Saúl ha perdido la realeza en favor de David. Pero no puede aceptarlo. Enloquecido, persigue a David como a una perdiz por el monte. Una noche, David entró silenciosamente en el campamento de su perseguidor. Salvó al rey, que dormía indefenso, y se llevó su espada y su jarra de agua. Al día siguiente, a distancia, David presentó a Saúl este sorprendente botín. Impresionado por la bondad de David, Saúl gritó: «He pecado; vuélvete, hijo mío David, que ningún mal te haré más, porque mi vida ha sido estimada preciosa hoy a tus ojos.
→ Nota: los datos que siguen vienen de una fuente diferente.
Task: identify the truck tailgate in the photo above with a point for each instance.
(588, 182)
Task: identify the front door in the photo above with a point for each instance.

He aquí yo he hecho neciamente, y he errado en gran manera» (1 Sam. 26:21).

Esta confesión suena bien. Pero fijémonos en 2 cosas:

• Saúl no quiere hacerle más daño a David, porque le perdonó la vida aquel día. Pero David no solo actuó de manera ejemplar aquel día. Saúl debería haber tomado como ejemplo la conducta general de David, y reconocer lo mal que estaba su propio estado de ánimo y de vida.

• Y lo que es más grave, poco después Saúl vuelve a perseguir a David (27:1). Esto demuestra que su confesión no fue más que un impulso sentimental. No le salió del corazón. Sus viejos celos permanecían en lo más profundo de su ser.

En los últimos días de su vida, Saúl consultará a una mujer que conjura espíritus, porque Dios ya no le responde (1 Sam. 28). Y poco después, rodeado de sus enemigos, se quita la vida en el monte Gilboa (31:4). El final de su vida demuestra que nunca se arrepintió de sus pecados.

5 - David

David fue incomparablemente mejor que Saúl, pero su vida no estuvo exenta de pecado. La Palabra nos habla de su adulterio con Betsabé, la mujer de Urías. Y para ocultar un poco su terrible pecado, cometió un segundo: mediante una estratagema, hizo matar a Urías. Pero el profeta Natán habla a su conciencia, y David se da cuenta de lo que ha hecho. Le dice a Natán: «Pequé contra Jehová» (2 Sam. 12:13). El profeta le asegura entonces que Dios ha perdonado su pecado.

Por el Salmo 51, que escribió a raíz de estas circunstancias, sabemos que David se humilló profundamente ante Dios. Es plenamente consciente de que los sacrificios ofrecidos según la Ley no pueden quitar el pecado (v. 16), y confía plenamente en la gracia de Dios (v. 1). Se da cuenta de que el pecado es en realidad una ofensa a Dios: «Contra ti, contra ti solo he pecado, y he hecho lo malo delante de tus ojos» (v. 4).

En resumen:

• David no intenta mitigar su pecado. Está plenamente convencido de que ha pecado contra Dios. Confiesa su fracaso a Dios y cuenta con su misericordia. Y eso es también lo que experimenta.

La Escritura habla de «impureza de carne y de espíritu» (2 Cor. 7:1). Encontramos en las faltas de David no solo «los deseos de la carne», sino también «la vanagloria de la vida» (comp. 1 Juan 2:16). Un día, en un arrebato de orgullo, David quiso saber el tamaño de su ejército. En contra del consejo de Joab, el comandante del ejército, ordenó un censo del pueblo (2 Sam. 24:1; 1 Crón. 21:1). Unos meses más tarde, cuando terminó el censo, Dios abatió al pueblo. David sintió remordimientos. Le dijo a Jehová: «He pecado gravemente por haber hecho esto; mas ahora, oh Jehová, te ruego que quites el pecado de tu siervo, porque yo he hecho muy neciamente» (2 Sam. 24:10; comp. 1 Crón. 21:8).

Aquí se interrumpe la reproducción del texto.